ABSTRACT

High-resolution synthetic aperture radar (SAR) systems with various imaging modalities, including polarimetric, interferometric, multi-frequency, and multi-temporal information, are widely used in Earth observation and remote sensing. The occurrence of speckle in SAR images, however, affects the performance of all image processing techniques and may thus prevent full exploitation for various applications. Over the past 40 years, speckle reduction methods have been developed in the literature, highlighting the importance of this topic. Despite this extensive knowledge, speckle removal is still an open problem that is far from being fully solved. In this chapter, a comprehensive overview of despeckling methods for single and multi-channel SAR images is given and specifications of the different methods are pointed out. It provides an overview of nonlocal filtering techniques, focusing on the definition of the similarity measures between two noisy patches in an image. Different filtering performance evaluation methods are presented to evaluate denoised images.

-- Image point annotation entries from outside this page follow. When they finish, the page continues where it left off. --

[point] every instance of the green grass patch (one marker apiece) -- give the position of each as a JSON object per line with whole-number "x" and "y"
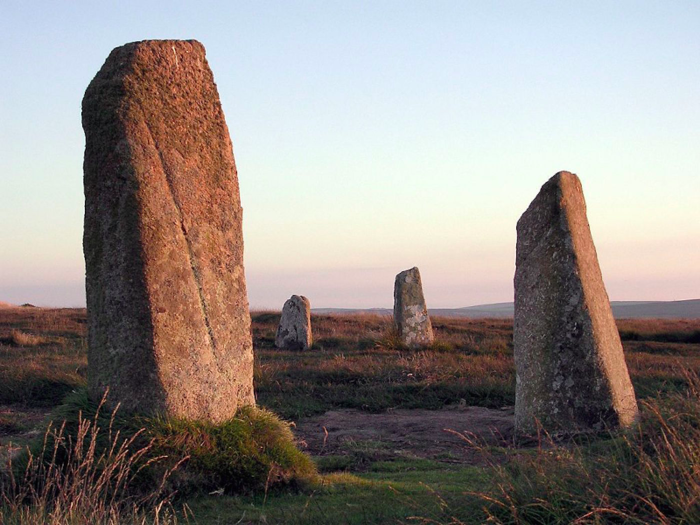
{"x": 253, "y": 451}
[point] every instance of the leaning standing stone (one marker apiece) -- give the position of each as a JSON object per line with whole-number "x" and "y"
{"x": 168, "y": 320}
{"x": 570, "y": 369}
{"x": 410, "y": 312}
{"x": 294, "y": 331}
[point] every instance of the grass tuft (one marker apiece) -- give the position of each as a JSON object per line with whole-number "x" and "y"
{"x": 649, "y": 475}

These methods focus on the use of reference and referenceless metrics, where the former are commonly used to evaluate results on synthetic datasets for which a reference is available, while the latter define denoising indicators that are useful for evaluating denoising performance on real datasets. The chapter further includes several experiments that are conducted with real SAR data, while it discusses the effectiveness of denoising techniques. Finally, upcoming speckle reduction methods based upon machine learning, such as deep learning, are discussed as a new generation of despeckling techniques.